Um pouco sobre viver na Inglaterra

Muita gente me pergunta como é morar fora do Brasil e tem aquela falsa ideia de que o mundo todo nos vê, como brasileiros, como os mais criativos, rápidos e dedicados do mundo. Todo mundo já ouviu falar de generalistas brasileiros que fizeram entregas incríveis em tempo recorde e é comum escutar de estudantes brasileiros que o mercado de fora vive “nos procurando”, quando a realidade não é bem essa.

No mercado internacional, existe uma divisão bem clara de tarefas, onde bem raramente se contrata um generalista e, mais raramente ainda, se contrata um estrangeiro só por ser de nacionalidade x ou y.

A maioria dos mercados protege os seus cidadãos, com leis que tem em vista mantê-los empregados ou colocá-los a frente de um candidato estrangeiro – principalmente o que ainda não tem toda a documentação legal para trabalhar no país. É caro para uma empresa na Inglaterra, por exemplo, principalmente agora – depois do BREXIT, contratar um profissional estrangeiro e, geralmente, o custo do visto de trabalho não compensa, a menos que seja um profissional extremamente especializado e que não tenha comparativo britânico (ou Europeu, até o final desse ano ou até os próximos 5 anos, se esse europeu tiver status de permanência legal).

Se eu puder dar uma dica para quem quer mudar de país: procure se especializar, conquistar clientes e entender o mercado do local antes de se mudar (o contrário pode ser muito mais difícil, frustrante e, em alguns casos, quase impossível de conseguir).

Para quem pergunta, sim, o generalista existe no mundo todo, mas, pelas razões que já descrevi acima, é muito complicado esperar chegar em outro lugar, com outra cultura de mercado e conseguir essa posição (óbvio que existem – raras – exceções, mas não é seguro se guiar por elas).

Numa palestra em 2018, Pedro Conti contou que a sua experiência nos Estados Unidos também foi muito parecida com isso: você é contratado para fazer uma função e não deve (nem pode) fazer mais do que isso. O que é visto no Brasil como versatilidade, por outros lugares é visto como intrusão e falta de respeito pelo trabalho do outro. E não adianta reclamar: quem paga a banda, escolhe a música.

Poucos são os países em que colegas de trabalho são mais do que isso e, vou te contar, isso pesa bastante no dia a dia. A gente acostuma, assim como acostuma com muita coisa que não gosta no nosso país, mas não é um mar de rosas.

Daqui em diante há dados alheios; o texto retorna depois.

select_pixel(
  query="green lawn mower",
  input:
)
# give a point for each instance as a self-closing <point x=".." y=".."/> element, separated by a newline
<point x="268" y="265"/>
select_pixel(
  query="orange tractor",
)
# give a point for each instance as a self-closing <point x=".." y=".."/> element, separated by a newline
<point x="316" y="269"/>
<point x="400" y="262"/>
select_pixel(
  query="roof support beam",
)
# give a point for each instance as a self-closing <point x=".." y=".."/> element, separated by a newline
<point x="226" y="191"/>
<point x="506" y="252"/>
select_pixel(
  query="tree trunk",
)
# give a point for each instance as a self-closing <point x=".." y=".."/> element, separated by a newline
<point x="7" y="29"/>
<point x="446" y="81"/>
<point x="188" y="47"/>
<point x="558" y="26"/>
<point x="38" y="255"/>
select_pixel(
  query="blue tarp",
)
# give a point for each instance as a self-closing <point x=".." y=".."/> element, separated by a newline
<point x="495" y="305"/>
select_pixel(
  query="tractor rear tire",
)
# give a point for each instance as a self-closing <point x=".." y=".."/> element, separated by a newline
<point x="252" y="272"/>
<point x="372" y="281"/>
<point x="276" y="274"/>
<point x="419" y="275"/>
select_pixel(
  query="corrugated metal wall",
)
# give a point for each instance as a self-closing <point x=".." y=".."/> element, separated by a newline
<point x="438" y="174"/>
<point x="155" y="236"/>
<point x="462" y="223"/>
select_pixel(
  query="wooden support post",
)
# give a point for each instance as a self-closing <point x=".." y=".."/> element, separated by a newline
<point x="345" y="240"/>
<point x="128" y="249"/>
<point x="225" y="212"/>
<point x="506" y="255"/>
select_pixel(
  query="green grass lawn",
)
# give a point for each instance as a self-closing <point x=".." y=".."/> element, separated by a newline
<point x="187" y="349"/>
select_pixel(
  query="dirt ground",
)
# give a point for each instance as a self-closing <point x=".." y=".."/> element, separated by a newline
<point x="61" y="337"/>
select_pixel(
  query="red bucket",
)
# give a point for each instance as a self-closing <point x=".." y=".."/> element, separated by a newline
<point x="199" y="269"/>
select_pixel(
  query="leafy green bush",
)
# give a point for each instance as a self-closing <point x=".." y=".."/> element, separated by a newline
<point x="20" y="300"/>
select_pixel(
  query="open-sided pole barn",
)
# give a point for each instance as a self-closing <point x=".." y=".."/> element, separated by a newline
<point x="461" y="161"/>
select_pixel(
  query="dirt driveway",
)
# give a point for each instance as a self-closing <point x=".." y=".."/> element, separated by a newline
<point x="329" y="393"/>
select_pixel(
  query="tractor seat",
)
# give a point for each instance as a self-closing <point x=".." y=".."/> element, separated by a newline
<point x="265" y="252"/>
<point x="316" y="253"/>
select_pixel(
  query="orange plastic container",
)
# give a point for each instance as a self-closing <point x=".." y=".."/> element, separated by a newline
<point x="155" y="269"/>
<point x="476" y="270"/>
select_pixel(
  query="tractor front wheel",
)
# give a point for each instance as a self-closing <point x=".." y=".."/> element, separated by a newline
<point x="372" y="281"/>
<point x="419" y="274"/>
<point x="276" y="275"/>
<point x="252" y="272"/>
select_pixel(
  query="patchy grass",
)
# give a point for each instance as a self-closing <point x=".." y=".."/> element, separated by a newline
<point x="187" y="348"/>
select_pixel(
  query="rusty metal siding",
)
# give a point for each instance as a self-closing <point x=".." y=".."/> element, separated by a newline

Meu intuito com esse texto não é te desencorajar a vir, se esse é o seu sonho, mas pesar a realidade de morar fora, porque em muitos momentos você vai sentir falta de casa e em muitos outros não vai ter emprego fixo pra você. No fim das contas acaba valendo a pena, pra mim, por alguns motivos: crescimento profissional, oportunidades de estudo e carreira e segurança (mesmo que aqui eu tenha passado por situações que nunca nem imaginei passar no Brasil nesse quesito – fica pra uma próxima conversa).

Eu nunca me senti em casa no Brasil e sempre sonhei em trabalhar e morar fora, como muitos, mas admito que hoje sinto falta da comida, das amizades, da família, e até de coisas bestas que a gente não dá tanto valor (e que nessa pandemia todo mundo deve estar sentindo falta). Na maior parte do tempo tem mais dias ruins do que bons nessa fase de adaptação e não é vergonha nenhuma voltar para o Brasil se não conseguir se adaptar – o nosso país tem começado a valorizar a gente um pouquinho mais e com o trabalho remoto dá pra conseguir trampos de empresas legais de qualquer lugar do mundo.

Acredito que se você chegou até aqui deve estar me achando a chata, reclamona de plantão, que não se contenta com nada, e tudo bem (às vezes eu sou mesmo!), mas entenda: a gente ouve muito mais coisas boas sobre quem está fora por essa vergonha que a gente sente de ter se esforçado tanto e de estar vivendo o sonho de tanta gente e não ser tão “vida de sonho” o tempo todo.

Meu desejo é que, se seu sonho é essa mudança de país, você consiga mudar e consiga grandes coisas com isso, mas não venha na pressa e desesperado. Aquela velha história de que você tem que vir novo pra conseguir criar carreira fora é um belíssimo mito em muitos países: o que importa é que você venha preparado, sabendo a língua (ao menos os termos da sua área e o intermediário de comunicação – não é o básico só, se poupem dos perrengues com a língua) e com alguma perspectiva de futuro, sabendo que nem tudo serão flores, mas que os pedacinhos que são valem, ao menos, o aprendizado.

Outro dia volto pra contar pra vocês histórias mais específicas sobre essa mudança, hoje só deixo esse breve relato e uma boa sorte. E, ah! Como diz o Dhyan: aprendam inglês – e eu acrescento: aprendam outras línguas!